In a recent paper: HMD-NeMo: Online 3D Avatar Motion Generation From Sparse Observations, researchers from Microsoft propose HMD-NeMo, the first unified approach that addresses plausible and accurate full body motion generation even when the hands may be only partially visible. HMD-NeMo is a lightweight neural network that predicts full body motion in an online and real-time fashion. At the heart of HMD-NeMo is a spatio-temporal encoder with novel temporally adaptable mask tokens that encourage plausible motion in the absence of hand observations. The researchers perform extensive analysis of the impact of different components in HMD-NeMo and, through their evaluation, introduce a new state-of-the-art on AMASS, a large database of human motion unifying different optical marker-based motion capture datasets.

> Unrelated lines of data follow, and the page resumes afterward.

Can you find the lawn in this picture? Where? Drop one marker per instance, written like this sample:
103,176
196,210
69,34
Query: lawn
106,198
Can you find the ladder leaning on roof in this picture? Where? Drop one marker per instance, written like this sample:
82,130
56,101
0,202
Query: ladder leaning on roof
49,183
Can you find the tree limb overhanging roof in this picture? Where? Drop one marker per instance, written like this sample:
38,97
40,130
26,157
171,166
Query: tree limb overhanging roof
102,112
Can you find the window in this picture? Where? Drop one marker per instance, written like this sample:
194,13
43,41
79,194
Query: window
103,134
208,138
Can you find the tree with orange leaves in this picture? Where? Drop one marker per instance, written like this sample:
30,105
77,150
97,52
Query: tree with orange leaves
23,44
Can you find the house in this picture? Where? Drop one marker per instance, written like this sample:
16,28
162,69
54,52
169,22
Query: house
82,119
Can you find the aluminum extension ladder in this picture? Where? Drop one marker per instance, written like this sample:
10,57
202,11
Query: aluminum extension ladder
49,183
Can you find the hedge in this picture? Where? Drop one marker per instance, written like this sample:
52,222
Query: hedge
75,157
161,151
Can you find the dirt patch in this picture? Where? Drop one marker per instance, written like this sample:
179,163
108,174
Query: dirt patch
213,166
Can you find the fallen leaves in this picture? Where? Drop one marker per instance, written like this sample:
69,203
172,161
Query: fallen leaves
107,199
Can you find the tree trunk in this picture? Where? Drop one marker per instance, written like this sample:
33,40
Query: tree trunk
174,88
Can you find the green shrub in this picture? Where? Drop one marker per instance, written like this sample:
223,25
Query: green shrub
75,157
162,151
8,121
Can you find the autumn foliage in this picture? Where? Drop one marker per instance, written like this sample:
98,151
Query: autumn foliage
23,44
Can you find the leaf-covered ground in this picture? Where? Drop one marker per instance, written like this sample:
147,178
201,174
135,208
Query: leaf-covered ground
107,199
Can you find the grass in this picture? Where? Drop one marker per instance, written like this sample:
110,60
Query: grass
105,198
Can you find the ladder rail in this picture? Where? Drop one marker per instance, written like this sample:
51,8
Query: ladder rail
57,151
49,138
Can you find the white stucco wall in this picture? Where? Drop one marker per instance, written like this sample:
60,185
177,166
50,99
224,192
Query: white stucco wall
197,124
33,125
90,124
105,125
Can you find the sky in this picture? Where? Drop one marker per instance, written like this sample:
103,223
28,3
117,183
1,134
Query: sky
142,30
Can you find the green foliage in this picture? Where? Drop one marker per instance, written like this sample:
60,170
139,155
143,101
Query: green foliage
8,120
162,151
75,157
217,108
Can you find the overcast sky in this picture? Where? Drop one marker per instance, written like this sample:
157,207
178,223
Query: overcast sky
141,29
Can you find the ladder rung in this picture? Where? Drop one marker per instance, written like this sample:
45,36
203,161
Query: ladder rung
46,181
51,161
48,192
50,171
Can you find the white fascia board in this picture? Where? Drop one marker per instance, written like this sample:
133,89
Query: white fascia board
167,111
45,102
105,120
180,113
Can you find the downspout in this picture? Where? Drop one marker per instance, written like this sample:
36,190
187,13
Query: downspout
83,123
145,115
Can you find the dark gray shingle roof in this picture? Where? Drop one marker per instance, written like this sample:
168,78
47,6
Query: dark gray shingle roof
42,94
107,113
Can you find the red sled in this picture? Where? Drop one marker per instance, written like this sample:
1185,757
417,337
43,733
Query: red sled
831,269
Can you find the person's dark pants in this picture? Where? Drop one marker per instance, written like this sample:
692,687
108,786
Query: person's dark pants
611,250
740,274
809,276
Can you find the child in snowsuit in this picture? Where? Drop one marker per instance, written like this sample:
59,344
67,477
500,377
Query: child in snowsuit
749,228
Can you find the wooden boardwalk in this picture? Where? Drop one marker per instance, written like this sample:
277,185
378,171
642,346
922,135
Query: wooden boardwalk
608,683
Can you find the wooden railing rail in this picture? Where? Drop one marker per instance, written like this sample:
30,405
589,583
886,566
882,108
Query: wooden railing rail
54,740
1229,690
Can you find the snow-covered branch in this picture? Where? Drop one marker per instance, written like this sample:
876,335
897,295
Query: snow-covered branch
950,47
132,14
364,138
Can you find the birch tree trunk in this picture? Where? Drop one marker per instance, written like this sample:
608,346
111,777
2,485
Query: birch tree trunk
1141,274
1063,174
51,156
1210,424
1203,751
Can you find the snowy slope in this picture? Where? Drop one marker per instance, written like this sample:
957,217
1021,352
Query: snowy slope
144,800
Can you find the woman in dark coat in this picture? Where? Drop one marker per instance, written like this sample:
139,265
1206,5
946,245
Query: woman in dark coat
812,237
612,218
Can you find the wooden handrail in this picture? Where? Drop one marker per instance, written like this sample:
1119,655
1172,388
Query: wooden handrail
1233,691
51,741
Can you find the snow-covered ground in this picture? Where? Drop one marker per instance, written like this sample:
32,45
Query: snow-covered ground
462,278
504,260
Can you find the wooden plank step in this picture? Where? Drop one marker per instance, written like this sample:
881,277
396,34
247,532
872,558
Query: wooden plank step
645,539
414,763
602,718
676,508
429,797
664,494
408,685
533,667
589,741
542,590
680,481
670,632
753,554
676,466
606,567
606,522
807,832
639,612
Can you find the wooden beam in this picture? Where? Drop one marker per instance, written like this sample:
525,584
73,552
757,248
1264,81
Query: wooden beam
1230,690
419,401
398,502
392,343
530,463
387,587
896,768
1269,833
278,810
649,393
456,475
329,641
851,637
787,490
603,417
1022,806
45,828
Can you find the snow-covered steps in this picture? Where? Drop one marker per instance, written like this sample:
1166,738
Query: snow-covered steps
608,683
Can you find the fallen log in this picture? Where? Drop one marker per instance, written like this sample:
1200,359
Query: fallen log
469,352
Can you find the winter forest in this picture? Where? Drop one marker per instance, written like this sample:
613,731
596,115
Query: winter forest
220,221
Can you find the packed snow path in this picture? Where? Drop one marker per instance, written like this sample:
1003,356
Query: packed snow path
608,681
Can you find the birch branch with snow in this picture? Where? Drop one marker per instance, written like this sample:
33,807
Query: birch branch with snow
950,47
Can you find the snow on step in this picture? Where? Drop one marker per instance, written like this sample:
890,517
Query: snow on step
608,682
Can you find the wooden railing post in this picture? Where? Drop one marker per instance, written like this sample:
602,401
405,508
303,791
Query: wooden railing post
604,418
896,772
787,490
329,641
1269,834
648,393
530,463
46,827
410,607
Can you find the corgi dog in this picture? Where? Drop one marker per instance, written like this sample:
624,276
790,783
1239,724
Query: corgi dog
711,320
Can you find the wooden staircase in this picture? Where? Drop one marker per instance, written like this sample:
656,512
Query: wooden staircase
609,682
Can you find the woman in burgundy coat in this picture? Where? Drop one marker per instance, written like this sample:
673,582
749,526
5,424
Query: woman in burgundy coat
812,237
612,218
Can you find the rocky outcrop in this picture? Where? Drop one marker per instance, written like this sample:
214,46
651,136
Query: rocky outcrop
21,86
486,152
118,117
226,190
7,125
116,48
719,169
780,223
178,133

Will Code Remain a Relevant User Interface for End-User Programming with Generative AI Models?
The research field of end-user programming has largely been concerned with helping non-experts learn to code well enough to achieve their own tasks. Generative AI stands to obviate this entirely by allowing users to generate code from naturalistic language prompts.
In a recent essay: Will Code Remain a Relevant User Interface for End-User Programming with Generative AI Models?, researchers from Microsoft explore the relevance of “traditional” programming languages for non-expert end-user programmers in a world with generative AI. They posit the “generative shift hypothesis”: that generative AI will create qualitative and quantitative expansions in the traditional scope of end-user programming. They outline some reasons that traditional programming languages may still be relevant and useful for end-user programmers, and speculate whether each of these reasons might endure or disappear with further improvements and innovations in generative AI. And finally, they articulate a set of implications for end-user programming research, including the possibility of needing to revisit many well-established core concepts, such as Ko’s learning barriers and Blackwell’s attention investment model.

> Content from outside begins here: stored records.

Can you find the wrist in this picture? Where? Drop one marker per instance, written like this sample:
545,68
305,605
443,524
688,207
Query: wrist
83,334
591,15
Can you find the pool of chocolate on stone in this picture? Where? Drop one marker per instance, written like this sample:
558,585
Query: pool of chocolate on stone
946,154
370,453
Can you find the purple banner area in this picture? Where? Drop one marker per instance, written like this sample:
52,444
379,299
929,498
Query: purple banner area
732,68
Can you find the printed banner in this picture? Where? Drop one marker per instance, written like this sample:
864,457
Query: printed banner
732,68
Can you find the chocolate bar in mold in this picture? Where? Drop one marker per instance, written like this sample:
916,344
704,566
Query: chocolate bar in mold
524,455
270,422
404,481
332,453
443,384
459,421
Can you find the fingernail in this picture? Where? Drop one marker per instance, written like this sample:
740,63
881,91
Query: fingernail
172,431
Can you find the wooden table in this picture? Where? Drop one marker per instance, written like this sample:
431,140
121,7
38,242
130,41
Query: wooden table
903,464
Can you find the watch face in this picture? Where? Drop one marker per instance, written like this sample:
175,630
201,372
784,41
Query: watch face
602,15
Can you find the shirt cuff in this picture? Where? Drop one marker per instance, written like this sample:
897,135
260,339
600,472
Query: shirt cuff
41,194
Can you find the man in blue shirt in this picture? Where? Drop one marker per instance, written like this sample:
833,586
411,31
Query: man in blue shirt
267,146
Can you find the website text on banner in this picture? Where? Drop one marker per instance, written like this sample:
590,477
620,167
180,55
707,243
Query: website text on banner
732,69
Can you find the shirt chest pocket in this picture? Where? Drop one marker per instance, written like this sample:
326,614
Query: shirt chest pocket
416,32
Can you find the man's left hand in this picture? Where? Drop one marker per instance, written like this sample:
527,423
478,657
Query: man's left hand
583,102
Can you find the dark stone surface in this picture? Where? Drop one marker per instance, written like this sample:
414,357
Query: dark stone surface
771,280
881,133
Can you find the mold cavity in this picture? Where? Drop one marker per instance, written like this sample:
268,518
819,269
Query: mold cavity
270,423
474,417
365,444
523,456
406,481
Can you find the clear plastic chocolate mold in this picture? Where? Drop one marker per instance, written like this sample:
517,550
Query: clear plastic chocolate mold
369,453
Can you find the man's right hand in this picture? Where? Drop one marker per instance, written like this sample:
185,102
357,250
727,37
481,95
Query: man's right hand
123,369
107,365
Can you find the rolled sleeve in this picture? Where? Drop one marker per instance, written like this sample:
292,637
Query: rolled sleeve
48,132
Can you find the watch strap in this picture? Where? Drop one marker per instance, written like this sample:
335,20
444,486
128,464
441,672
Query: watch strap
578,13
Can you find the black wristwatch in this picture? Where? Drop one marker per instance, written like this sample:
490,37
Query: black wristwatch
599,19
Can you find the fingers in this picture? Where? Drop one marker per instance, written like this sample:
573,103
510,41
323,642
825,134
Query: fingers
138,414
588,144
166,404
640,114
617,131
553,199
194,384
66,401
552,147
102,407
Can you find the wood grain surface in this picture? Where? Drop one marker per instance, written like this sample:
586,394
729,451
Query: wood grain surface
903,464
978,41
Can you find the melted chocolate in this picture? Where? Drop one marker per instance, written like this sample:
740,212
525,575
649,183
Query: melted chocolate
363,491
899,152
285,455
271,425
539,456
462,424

LUT-NN: Empower Efficient Neural Network Inference with Centroid Learning and Table Lookup
On-device deep neural network (DNN) inference, widely used in mobile devices such as smartphones and smartwatches, offers unparalleled intelligent services, but also stresses the limited hardware resources on those devices.
In a recent paper: LUT-NN: Empower Efficient Neural Network Inference with Centroid Learning and Table Lookup, researchers at Microsoft propose a system that consumes less latency, memory, disk, and power, for more efficient DNN inference. LUT-NN learns the typical features for each operator, known as the centroid, and precomputes the results for these centroids to save in lookup tables. During inference, the results of the closest centroids with the inputs can be read directly from the table, as the approximated outputs without computations.
LUT-NN integrates two major novel techniques: (1) differentiable centroid learning through backpropagation, which adapts three levels of approximation to minimize the accuracy impact by centroids; (2) table lookup inference execution, which comprehensively considers different levels of parallelism, memory access reduction, and dedicated hardware units for optimal performance.